Stop being easily swayed by anything that’s in front of you. Start living a value-based lifestyle.
When you wake up in the morning and get out of bed — or even before you get out of bed — what’s the first thing that grabs your attention? Whatever it is, it’s going to be responsible for your first thoughts of the day. Throughout the rest of your day, you’ll be faced with a bombardment of distractions that will grab your awareness away from what you’re doing.
We live in an attention-based economy. Companies and people can only sell you products and services if they first have your attention, after all. This is nothing new, but with the rise of clever marketing statics (ex. Data-collection, branded content, personalized advertisements, etc.) most people are often being sold things without even realizing it.
By way of technology, there have been privacy tools and blockers created as a way to negate these tactics. However, this is a band-aid solution to a deeper, fundamental problem of society.
This goes beyond the exploits of current revenue models. People easily get caught up paying attention to things that just drain them of their energy. Time and energy wasted on toxicity — reaction instead of action. It is easy to blame advancements in technology and platforms for this, but the uncomfortable truth is that it is a human problem.
There is little we are able to control in life. We cannot control the behavior or actions of others — and we cannot control what’s going to be in today’s news — but we can control ourselves.
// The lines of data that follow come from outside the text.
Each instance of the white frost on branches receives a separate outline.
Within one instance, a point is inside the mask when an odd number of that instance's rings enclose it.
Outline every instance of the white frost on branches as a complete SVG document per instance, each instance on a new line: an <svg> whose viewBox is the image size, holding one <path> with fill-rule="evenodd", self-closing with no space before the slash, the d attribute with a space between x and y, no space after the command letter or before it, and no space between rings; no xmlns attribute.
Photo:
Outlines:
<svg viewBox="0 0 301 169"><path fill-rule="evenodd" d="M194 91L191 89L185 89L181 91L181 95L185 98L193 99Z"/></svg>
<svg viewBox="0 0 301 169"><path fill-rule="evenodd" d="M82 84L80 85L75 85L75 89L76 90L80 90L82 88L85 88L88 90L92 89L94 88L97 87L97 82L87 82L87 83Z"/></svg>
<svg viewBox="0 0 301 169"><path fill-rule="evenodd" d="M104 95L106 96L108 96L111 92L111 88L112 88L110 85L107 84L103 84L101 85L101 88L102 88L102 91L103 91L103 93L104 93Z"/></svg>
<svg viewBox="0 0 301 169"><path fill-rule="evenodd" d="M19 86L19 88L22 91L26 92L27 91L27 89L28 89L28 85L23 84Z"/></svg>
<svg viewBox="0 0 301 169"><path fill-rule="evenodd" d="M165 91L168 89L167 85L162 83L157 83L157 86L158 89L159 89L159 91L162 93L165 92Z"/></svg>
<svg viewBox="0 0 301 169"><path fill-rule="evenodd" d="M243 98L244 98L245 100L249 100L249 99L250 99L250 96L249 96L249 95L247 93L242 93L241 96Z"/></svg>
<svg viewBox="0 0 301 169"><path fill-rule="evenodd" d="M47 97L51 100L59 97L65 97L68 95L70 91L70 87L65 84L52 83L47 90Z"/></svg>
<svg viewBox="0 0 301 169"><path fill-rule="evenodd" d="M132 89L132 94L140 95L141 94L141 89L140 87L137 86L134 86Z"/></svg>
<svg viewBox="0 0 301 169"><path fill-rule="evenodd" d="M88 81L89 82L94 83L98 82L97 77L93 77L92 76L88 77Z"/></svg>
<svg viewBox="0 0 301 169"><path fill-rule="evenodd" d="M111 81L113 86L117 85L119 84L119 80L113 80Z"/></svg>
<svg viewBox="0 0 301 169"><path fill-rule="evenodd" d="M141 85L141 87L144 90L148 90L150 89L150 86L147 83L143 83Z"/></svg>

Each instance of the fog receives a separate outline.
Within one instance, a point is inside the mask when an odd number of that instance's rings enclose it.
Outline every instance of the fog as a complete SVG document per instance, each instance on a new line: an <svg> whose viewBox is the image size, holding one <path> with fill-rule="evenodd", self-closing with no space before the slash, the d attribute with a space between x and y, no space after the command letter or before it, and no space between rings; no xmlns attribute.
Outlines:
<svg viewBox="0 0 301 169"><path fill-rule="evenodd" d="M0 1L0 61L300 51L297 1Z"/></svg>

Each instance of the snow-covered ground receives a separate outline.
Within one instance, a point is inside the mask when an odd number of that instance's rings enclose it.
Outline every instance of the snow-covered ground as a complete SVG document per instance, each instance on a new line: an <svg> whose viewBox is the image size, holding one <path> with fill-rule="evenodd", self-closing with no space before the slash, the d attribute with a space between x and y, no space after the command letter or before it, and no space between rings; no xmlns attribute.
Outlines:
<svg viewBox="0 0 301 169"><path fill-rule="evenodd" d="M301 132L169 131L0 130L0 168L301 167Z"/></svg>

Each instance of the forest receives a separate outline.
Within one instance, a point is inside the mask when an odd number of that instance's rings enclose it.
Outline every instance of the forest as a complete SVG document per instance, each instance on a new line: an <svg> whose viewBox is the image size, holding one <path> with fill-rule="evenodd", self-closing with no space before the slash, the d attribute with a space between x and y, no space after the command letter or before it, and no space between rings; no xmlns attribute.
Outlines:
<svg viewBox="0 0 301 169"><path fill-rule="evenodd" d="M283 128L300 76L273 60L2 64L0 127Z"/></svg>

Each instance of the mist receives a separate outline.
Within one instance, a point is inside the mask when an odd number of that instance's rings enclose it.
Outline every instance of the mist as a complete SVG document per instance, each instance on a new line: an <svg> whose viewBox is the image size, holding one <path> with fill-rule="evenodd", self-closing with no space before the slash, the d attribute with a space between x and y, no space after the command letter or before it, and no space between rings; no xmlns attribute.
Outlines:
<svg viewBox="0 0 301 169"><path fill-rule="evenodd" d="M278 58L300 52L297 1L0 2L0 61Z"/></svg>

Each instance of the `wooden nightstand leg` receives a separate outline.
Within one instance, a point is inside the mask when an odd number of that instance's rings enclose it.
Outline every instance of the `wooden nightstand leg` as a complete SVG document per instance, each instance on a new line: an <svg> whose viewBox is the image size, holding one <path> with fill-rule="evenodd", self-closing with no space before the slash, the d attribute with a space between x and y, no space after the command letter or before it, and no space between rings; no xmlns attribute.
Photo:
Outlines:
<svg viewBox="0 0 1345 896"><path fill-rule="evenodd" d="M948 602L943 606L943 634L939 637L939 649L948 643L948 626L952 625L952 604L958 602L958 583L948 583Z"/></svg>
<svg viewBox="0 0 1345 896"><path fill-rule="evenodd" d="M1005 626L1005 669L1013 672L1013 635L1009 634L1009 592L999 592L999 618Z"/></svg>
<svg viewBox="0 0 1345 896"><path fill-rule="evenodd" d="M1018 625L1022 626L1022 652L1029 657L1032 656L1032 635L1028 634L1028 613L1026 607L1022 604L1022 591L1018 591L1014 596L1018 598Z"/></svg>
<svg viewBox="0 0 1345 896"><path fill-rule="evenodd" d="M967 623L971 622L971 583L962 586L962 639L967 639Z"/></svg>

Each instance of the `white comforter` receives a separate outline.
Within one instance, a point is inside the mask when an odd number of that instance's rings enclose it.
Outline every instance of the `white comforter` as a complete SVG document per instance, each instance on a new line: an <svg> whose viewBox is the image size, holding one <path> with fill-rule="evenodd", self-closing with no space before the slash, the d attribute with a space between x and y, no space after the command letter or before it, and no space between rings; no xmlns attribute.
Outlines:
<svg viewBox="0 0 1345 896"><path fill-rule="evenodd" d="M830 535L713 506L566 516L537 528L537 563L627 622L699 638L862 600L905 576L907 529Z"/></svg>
If attention is the currency of our modern economy, then our pockets are full at the start of each day. Absolutely nobody can dictate what you spend your time thinking about — no matter how hard they try. Bringing power back to the consumer, then, is simple. The solution is to stop consuming.
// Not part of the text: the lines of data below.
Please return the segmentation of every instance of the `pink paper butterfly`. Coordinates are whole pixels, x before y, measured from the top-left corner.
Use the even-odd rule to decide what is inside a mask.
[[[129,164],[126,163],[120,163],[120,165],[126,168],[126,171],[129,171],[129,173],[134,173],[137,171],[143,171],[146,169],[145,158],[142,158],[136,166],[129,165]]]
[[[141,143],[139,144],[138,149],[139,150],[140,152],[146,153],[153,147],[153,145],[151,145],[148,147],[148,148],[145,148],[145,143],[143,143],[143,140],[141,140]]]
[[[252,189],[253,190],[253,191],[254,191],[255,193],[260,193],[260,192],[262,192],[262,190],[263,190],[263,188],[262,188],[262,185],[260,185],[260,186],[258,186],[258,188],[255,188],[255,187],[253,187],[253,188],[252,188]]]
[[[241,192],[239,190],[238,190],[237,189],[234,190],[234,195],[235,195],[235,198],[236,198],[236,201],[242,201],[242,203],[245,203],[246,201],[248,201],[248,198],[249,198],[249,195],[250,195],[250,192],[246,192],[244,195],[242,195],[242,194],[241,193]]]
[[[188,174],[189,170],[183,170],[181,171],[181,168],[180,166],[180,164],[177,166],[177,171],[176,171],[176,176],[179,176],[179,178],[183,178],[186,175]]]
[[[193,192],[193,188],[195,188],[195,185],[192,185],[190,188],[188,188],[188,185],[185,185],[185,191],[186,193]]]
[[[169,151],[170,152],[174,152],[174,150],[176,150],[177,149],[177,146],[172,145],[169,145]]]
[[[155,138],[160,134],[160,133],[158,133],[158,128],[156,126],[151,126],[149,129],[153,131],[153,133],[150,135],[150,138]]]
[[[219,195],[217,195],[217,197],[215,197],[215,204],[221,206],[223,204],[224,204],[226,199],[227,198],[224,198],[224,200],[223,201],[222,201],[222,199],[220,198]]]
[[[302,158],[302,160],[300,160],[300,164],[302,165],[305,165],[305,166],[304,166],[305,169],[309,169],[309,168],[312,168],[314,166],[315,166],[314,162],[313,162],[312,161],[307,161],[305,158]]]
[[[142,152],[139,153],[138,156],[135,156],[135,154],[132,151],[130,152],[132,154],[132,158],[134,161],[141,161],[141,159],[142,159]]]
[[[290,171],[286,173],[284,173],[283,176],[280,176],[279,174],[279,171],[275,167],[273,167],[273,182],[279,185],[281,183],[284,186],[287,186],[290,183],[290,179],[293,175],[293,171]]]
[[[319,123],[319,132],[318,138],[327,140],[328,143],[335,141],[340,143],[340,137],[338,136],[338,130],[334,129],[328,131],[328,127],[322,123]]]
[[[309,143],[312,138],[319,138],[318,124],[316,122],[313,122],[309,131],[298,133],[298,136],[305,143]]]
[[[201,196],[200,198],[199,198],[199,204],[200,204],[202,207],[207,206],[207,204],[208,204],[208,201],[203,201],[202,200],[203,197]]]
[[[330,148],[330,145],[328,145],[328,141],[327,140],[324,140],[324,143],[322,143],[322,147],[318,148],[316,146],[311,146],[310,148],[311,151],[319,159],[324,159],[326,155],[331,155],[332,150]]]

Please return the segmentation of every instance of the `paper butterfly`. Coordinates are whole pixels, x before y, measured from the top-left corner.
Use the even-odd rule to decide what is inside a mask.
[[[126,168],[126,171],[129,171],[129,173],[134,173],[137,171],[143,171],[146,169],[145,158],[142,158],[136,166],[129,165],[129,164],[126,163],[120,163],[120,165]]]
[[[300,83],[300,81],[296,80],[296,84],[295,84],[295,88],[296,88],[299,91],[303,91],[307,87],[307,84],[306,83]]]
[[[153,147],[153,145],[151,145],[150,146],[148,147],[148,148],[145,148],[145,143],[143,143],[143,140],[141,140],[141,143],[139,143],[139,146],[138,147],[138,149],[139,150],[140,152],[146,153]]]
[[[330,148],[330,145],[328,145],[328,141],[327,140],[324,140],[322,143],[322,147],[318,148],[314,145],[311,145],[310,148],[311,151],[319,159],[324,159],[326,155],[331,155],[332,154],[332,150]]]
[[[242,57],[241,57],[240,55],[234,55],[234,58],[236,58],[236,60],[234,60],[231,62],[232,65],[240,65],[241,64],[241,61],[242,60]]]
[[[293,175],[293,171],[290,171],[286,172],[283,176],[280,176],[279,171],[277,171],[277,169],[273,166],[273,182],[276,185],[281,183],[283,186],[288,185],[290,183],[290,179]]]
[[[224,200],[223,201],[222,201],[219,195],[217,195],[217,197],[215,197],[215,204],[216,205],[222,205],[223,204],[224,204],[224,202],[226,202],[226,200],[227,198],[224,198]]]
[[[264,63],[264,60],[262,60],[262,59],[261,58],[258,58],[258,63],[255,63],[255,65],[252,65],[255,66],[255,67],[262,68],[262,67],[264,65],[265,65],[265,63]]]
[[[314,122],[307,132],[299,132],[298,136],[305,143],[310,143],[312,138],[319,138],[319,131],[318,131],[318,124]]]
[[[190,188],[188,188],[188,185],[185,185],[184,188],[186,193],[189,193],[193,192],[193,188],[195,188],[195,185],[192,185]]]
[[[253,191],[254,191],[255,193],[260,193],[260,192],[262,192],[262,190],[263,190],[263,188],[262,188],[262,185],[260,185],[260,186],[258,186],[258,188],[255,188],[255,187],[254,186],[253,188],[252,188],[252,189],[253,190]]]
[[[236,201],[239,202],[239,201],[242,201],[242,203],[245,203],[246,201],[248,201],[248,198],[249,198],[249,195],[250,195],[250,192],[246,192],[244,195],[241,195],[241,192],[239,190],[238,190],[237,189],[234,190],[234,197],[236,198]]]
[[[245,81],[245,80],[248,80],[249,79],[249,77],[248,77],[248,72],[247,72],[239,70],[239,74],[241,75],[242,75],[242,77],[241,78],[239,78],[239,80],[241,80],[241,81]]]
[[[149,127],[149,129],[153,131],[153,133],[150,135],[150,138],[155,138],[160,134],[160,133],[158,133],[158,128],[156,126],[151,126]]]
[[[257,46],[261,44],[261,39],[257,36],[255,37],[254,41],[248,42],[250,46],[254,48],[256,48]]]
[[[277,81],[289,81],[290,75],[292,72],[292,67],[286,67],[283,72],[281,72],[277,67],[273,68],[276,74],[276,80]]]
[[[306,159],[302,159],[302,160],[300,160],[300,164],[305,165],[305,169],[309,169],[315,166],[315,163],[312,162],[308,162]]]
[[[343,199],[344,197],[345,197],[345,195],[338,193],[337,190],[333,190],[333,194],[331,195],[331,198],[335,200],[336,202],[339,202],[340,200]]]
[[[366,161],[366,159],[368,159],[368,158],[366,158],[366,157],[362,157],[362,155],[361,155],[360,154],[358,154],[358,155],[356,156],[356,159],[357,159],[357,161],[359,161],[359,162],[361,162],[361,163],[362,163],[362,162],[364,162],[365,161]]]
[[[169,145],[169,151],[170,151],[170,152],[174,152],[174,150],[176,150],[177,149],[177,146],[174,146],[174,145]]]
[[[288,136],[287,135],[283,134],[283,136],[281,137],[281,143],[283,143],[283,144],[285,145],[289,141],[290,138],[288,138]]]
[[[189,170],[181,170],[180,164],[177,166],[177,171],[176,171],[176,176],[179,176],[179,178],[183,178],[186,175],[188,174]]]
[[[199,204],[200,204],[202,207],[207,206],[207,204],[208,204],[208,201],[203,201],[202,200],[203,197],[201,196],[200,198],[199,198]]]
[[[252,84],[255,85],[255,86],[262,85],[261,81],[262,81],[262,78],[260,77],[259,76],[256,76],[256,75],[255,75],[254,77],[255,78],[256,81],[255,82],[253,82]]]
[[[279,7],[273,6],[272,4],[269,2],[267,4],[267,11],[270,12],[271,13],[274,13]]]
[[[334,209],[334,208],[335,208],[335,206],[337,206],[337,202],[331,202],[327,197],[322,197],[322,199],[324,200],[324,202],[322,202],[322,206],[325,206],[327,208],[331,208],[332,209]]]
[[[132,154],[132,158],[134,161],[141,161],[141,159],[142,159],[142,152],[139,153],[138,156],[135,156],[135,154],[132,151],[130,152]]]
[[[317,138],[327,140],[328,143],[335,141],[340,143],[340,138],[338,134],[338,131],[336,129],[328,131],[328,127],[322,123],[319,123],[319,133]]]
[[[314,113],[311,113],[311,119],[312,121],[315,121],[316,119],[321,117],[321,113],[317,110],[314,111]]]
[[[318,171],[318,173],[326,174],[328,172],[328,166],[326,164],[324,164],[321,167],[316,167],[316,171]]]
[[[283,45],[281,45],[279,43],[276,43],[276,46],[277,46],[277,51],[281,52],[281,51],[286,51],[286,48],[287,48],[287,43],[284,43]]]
This is, of course, far easier said than done. There is a heavy weight of responsibility on our collective shoulders — but it is not an impossible burden to lift. The ability to overhaul this system will come from forming a meritocratic community. To begin our dialogue and actions on the basis of a value-based philosophy instead of an attention-based one.
What does this mean, exactly? Start with the fundamentals — what do you value in life? What is your self-imposed purpose? These are not easy questions to answer, but again, they’re not impossible. Often times, exactly because of the everyday distractions and white noise that nags at us, we find ourselves too busy to stop and think about these kinds of questions.
Contrary to what you might think, things become far simpler when you truly know what you want out of life and yourself. When you raise your expectations and cut out everything that isn’t actually necessary for you to be happy.
Forge an identity for yourself out of your passion and who you want to become. Use your attention for good — learn new things, create something, help your community, spend time relaxing by doing things you truly love to do instead of mindlessly scrolling through the Internet for a lukewarm buzz.
There is beauty in getting used to the uncomfortable. People constantly search out entertainment simply because we’ve become so unused to boredom and being bored. The modern mind is restless and uneasy — always looking for a distraction — and this is explicitly why the attention-based economy has been able to do so well.
In all honesty, this approach to life is far more difficult. The human brain is designed to sleepwalk into habits and routines and to tread the path of least resistance. Mindfulness needs to be developed, as well as gratitude — we’re conditioned to think we don’t have enough and need to seek out more — even though we most often already have everything that we need.
With the sheer pace of advancement in technology and the changing tides of the world at large, nothing comes close to being predictable anymore. It’s honestly a scary thought to think of the path we’re headed down if people continue to allow themselves to be easily swayed and dependent on entertainment. A serious and long pause needs to be taken. By everybody.